I have a suspicion that the Wireless Setup screen may not be showing 'Reset' because the system is part using SonosNet and part using WiFi. You need to get all the devices showing WM:0.
Try power-cycling the units which are WM:1. (The WM:2 ones are just home theatre satellites connected to a WM:1 main speaker so ignore them for now.) If you can wire the WM:1 units temporarily so much the better. If none of this works we may have to adopt more forceful tactics.
Okay, we need to dislodge the WM:1 units from the WiFi. A factory reset on those units might do so. However a subtler approach would be to temporarily change the SSID (or key) on your Orbi setup. You'll obviously need to tweak the phone too for the time being in order to re-connect with the Sonos. In the absence of an accessible WiFi the WM:1 units should seek out a SonosNet connection.
By the way, is the Orbi 2.4GHz using a 20MHz channel width or 40MHz? The latter could cause grief, and Netgear kit often defaults to it.
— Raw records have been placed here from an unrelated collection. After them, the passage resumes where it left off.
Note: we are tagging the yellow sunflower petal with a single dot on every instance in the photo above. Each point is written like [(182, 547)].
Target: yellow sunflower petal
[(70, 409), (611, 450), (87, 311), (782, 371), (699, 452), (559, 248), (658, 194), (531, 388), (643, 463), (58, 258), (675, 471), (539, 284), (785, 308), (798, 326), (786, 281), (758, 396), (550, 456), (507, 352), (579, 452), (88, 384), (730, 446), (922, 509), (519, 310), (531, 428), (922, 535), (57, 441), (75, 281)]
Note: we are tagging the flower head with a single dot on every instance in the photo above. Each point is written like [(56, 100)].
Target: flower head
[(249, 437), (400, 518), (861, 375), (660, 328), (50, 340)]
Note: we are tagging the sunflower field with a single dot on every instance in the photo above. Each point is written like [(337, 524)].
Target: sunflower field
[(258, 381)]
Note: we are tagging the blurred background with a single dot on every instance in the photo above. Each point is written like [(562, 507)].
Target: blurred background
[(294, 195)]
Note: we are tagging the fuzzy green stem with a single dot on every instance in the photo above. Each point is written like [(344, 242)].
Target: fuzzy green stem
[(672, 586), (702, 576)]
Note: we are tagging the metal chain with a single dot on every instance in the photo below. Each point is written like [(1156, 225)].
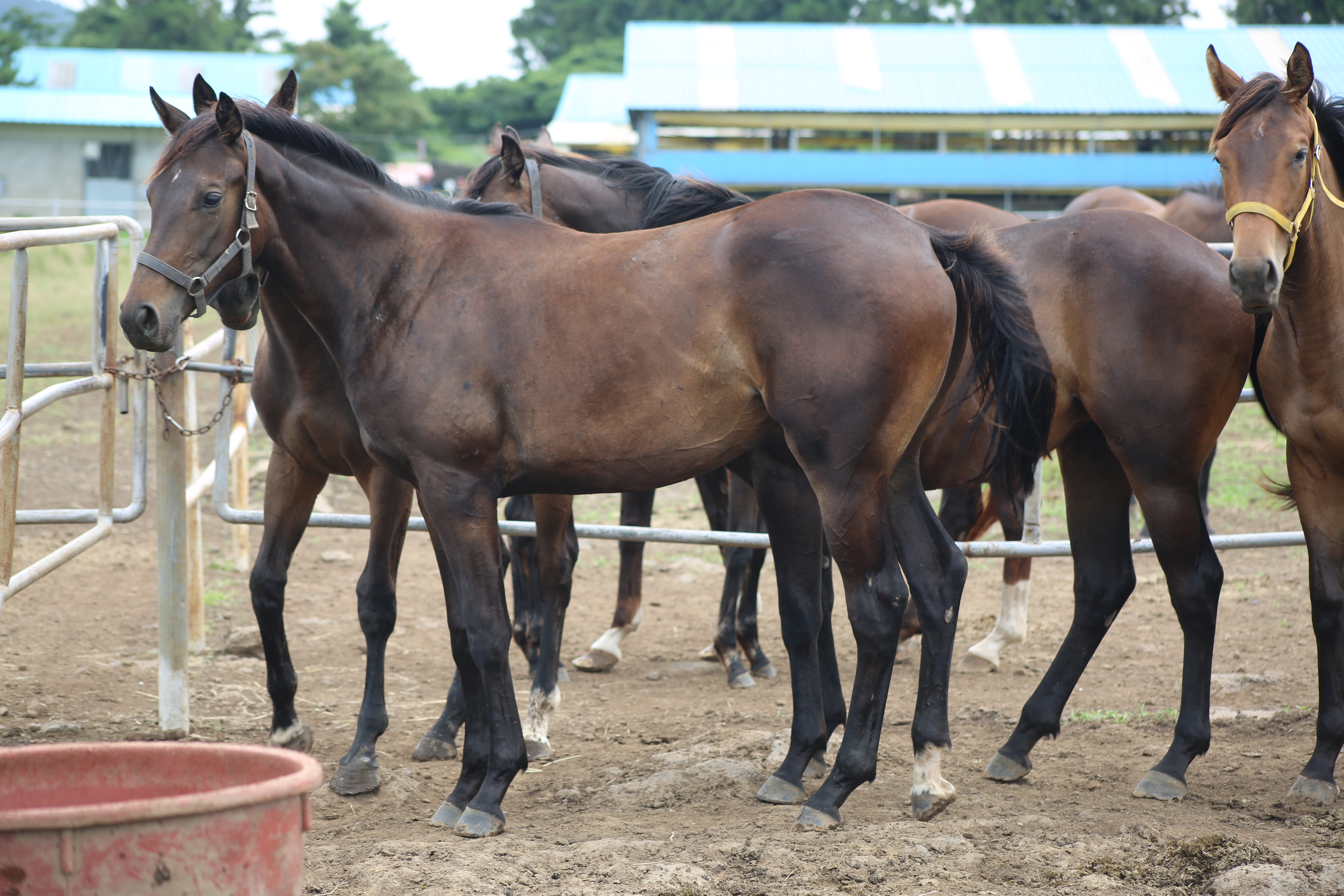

Although not ideal, wiring one of the more distant Sonos units to an Orbi satellite may be successful.
Excellent. And can you remove ('Reset') the WiFi credentials?
If you discover that one of the players seems stuck in WM:1, it is probably in a difficult to reach by SonosNet location. You can investigate the benefit of enlisting a BOOST, by temporarily moving one of the wireless players to a location about midway between a good coverage area and the problem child. This could be a little weird if the moved unit is part of a stereo pair. I recommend temporarily breaking down the stereo pair for the test, but this is not required. If the system suddenly becomes stable during this test, adding a BOOST (or another player) at that temporary location will obviously be helpful.
Once you have all of the units on WM:0 (except the WM:2 surrounds) you can move that temporary unit back to its regular position or keep it at the temporary location. Now go to http://[IP address of a player]:1400/support/review. Click on "Network Matrix" at the bottom. This is a layout of network connections and you can easily view basic details, such as wireless signal strength (to and from) and the steady state wireless environment around each unit. Cells with a red background are drawing your attention to an issue. Note that this is a static view, if you make a change you must refresh the page in order to view the results. Unfortunately, it is no longer possible to view the log of transient events, such as grief caused by a neighbor's rogue wireless settings, because this information has recently been removed from the user view. SONOS support has access to all of the gory details in Diagnostic reports that you submit. You can post a screen capture of the network matrix for our comment. Obfuscate the MAC addresses if you like.